A machine learning (ML) framework has been developed for space mission situational awareness that enables anomaly detection, dynamic data filtering and sensor data quality assessment. The ML framework forgoes simple monitoring for high and low telemetry limits, to instead algorithmically remove variations induced by the cyclical behavior of the orbital environment. The ML framework covers four areas; an ML architecture model, ML algorithms and formulas for satellite datasets, a scalable and extensible ML platform, and the ML application portfolio. The ML architecture model defines how a ML system interacts with space and ground assets, ML functionalities, the interfaces among different ML processes, and the ML framework operational concept. ML algorithms and formulas include data representation, data training, anomaly detection and characterization, and the creation of actionable information for mission enterprise situational awareness. The ML platform is a software implementation of an ML architecture model that addresses the challenges of ML solutions in operational environments. The ML application portfolio focuses the applications of the ML framework on the health and safety of satellites and onboard instruments with differing orbital characteristics. The Advanced Intelligent Monitoring System (AIMS) implements the ML platform to provide a common infrastructure and services, while ML algorithms are treated as plug-and-play components. Application of the ML framework to Geostationary Environment Operational Satellite (GOES) instrument data, as well as health and safety data for the Suomi National Polar-orbiting Partnership (NPP), are presented showing that the ML framework brings fundamentally improved insight into space situational awareness for space missions. The ML approach enables early anomaly detection, rapid anomaly response, and significant improvements in system resiliency.

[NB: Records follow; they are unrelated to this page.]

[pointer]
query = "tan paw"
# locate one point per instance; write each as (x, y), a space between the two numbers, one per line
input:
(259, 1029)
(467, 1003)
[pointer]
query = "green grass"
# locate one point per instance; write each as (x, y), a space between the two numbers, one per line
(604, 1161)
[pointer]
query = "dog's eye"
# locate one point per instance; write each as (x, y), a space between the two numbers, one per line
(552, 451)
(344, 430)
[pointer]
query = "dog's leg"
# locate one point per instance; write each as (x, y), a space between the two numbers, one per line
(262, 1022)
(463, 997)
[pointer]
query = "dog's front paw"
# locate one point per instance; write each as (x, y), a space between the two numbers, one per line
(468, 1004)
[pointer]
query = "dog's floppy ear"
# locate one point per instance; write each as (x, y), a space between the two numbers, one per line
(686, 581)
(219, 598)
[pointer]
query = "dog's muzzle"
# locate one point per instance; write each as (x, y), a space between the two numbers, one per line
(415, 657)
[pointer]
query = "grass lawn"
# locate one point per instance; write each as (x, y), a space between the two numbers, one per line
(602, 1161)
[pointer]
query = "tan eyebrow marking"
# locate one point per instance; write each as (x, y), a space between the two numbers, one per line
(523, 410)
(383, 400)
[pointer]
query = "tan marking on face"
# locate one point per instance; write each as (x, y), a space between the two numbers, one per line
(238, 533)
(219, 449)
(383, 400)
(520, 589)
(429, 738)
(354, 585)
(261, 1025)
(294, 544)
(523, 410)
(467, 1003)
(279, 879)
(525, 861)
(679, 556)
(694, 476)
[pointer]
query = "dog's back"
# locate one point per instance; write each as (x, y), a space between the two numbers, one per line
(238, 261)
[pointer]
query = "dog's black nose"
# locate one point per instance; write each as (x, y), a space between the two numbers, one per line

John Donohue joined ASRC Federal in 2016 after a 32 year career at NASA/Goddard Space Flight Center. His career included supporting Goddard missions within the Engineering Directorate as a computer engineer and systems engineer; and then as a leader/manager within the Directorate. As a senior executive, he served as the Division Chief of the Software Engineering Division and as the Goddard Deputy Chief Information Officer. At ASRC Federal he serves as a program/project manager and senior engineering analyst. He holds a Bachelor’s of Science in Electrical Engineering from the University of Maryland, and a Master’s of Engineering Management from the George Washington University.